We are trying to better understand the relative merits of using XML or
HDF5 file formats for a new project. Does anyone know of papers and/or
studies, either qualitatively or quantitatively, that looked at
parameters that might affect such a decision?
The project needs to store equipment sensor data covering specified time
periods along with metadata about the data and equipment. There will be
many 1000's of files which may contain binary data and matrices.
XML is the default selection, chiefly because it is ubiquitous and there
is a rich toolset supporting it. This translates directly to lower
development and maintenance costs. But, as the file size and binary data
and number of matrices increase, XML becomes less efficient to work with.
NOTE 1: because XML can be compressed resulting in much smaller file
sizes, for purposes of our investigation, we are considering compressed
XML as a different file format, cXML.
NOTE 2: we plan to use BASE64 encoding for XML binary data.

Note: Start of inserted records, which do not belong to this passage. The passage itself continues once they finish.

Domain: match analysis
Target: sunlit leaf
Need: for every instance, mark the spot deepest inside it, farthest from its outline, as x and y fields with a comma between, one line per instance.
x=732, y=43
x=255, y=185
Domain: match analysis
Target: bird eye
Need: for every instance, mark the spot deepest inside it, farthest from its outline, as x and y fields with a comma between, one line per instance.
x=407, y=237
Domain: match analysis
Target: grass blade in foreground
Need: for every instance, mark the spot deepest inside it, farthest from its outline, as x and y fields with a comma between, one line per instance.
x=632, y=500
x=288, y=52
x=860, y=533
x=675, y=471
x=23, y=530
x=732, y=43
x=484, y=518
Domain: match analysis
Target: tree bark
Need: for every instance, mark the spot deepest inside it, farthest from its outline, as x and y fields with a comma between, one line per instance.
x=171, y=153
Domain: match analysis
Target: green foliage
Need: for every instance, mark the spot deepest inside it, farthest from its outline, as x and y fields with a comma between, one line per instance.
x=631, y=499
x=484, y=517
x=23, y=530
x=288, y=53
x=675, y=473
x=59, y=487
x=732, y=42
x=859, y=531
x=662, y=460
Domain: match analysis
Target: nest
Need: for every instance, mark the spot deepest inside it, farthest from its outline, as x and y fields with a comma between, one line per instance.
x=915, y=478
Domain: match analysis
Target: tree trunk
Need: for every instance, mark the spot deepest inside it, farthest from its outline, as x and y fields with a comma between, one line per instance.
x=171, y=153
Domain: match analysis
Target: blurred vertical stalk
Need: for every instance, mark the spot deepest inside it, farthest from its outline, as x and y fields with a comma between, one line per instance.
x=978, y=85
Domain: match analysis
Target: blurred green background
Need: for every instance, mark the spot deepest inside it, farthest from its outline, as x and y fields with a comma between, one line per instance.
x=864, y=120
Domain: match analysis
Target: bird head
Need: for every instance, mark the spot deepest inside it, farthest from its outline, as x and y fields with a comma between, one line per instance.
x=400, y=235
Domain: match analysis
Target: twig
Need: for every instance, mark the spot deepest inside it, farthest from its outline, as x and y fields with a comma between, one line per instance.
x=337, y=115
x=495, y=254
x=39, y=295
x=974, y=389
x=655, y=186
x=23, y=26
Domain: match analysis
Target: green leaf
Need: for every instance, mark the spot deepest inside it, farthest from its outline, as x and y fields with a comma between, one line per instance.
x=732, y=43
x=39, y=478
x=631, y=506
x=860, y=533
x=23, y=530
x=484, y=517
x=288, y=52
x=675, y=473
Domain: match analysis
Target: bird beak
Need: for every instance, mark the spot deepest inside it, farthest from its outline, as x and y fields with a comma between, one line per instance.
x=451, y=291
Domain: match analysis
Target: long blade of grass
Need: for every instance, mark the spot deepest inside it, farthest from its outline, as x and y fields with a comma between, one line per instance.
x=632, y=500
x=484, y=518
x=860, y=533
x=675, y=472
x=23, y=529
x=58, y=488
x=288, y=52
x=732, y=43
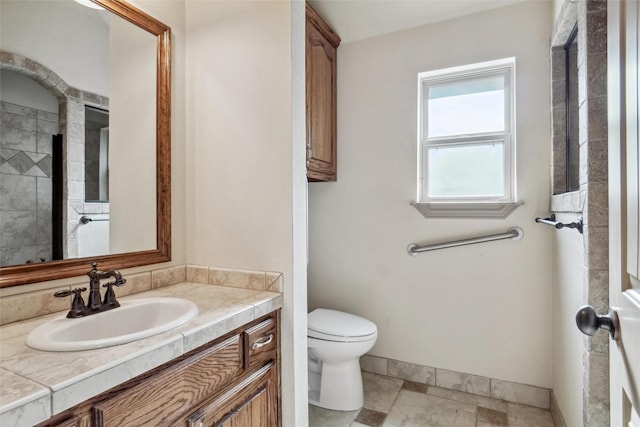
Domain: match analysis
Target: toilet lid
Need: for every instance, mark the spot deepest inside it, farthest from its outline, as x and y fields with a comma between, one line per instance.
x=339, y=324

Parameters we feel are important include:
1. Time to create the files.
2. File sizes.
3. Time to read the files.
Our plan is to generate fictitious but representative data files of
various sizes, amounts of binary data and matrices, and record the above
parameters. Then, mapping this information to our use cases, should
result in us having usable empirical data with which to make a better
informed decision regarding file formats.
The above study also provides us some insight into the technical issues
related to supporting a HDF5 capability, which will need to be factored in.
Comments/thoughts on the above are appreciated.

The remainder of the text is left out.